Britain’s army of self-employed workers are more likely to work longer and save harder for retirement than their PAYE counterparts – but the Government should be wary of thinking this is the answer to the country’s pensions’ crisis, an academic has warned.
A survey of 200 self-employed people and more than 1,000 employees by Simon Parker, professor of economics and entrepreneurship at Durham Business School, found self-employed people were often squirreling more away for their retirement.
Perhaps unsurprisingly, they were also more likely to be using private pensions, although they would probably end up with small occupational pensions from jobs in their youth.
The long-term self-employed were also much more likely to keep on working and retire later, with those with higher earnings around retirement more likely to defer the date they picked up their carriage clock.
But those in Government circles who therefore believe encouraging older workers into self-employment could be an answer to the pensions’ crisis would be mistaken, Parker argued.
This was because very few older employees or those of retirement age switched into self-employment – and for those who did it was often a desperate last resort to earn some cash rather than as a means of boosting their retirement income.
They often ended up running very small businesses or doing low-paid, almost casual work, and were commonly in poor health, had unstable job histories or were working at the margins of society.
The study, "The Retirement Behaviour of the Self-employed in Britain", funded by the Economic and Social Research Council, argued that encouraging “third age entrepreneurs” may not be bad in itself, but it is unlikely to resolve the pensions’ issue.
"There is very limited scope for the Government to succeed in its objectives by encouraging third age entrepreneurs, it is going to have to look elsewhere," Parker told Management Issues.

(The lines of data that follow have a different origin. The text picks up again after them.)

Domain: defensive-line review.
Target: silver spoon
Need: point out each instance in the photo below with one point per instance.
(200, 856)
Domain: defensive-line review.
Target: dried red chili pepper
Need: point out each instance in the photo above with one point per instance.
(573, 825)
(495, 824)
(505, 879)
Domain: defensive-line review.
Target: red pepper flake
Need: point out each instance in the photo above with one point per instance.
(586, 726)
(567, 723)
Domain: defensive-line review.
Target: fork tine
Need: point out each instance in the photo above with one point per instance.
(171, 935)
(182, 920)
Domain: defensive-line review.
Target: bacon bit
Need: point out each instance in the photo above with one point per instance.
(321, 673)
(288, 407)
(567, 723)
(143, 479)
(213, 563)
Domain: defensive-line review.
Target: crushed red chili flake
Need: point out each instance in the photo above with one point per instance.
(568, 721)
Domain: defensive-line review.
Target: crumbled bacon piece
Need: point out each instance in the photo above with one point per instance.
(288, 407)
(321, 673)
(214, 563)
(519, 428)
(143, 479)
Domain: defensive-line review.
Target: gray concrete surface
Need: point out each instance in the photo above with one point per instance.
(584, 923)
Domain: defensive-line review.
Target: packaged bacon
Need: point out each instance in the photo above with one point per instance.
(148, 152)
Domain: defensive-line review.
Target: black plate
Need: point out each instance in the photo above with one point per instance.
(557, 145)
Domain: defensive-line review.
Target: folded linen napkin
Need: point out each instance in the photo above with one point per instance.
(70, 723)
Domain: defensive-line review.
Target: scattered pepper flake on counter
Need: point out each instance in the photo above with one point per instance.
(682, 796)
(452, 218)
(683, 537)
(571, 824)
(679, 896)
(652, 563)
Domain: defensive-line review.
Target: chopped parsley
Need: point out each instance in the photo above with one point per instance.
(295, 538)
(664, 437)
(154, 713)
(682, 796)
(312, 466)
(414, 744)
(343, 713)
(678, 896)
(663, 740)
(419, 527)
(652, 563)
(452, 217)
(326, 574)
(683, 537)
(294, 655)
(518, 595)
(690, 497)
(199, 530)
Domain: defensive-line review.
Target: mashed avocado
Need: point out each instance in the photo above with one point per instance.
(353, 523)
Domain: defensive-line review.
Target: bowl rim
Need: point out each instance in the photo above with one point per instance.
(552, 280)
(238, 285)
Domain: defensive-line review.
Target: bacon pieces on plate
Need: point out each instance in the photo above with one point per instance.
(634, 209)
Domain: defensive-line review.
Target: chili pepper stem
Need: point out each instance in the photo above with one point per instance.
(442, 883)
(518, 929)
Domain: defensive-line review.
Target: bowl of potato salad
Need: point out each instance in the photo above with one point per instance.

"People who switch into self-employment in later life are not the people who stick with it for long. They differ very much from the long-term self-employed," he added.
One answer might be to encourage people into self-employment at an earlier age. “If you are able to get people to run viable businesses younger they are more likely to stick with it,” he suggested.
But this would require a culture shift in how self-employment is perceived and a fresh look at the sorts of incentives there are to attract youngsters to go it alone.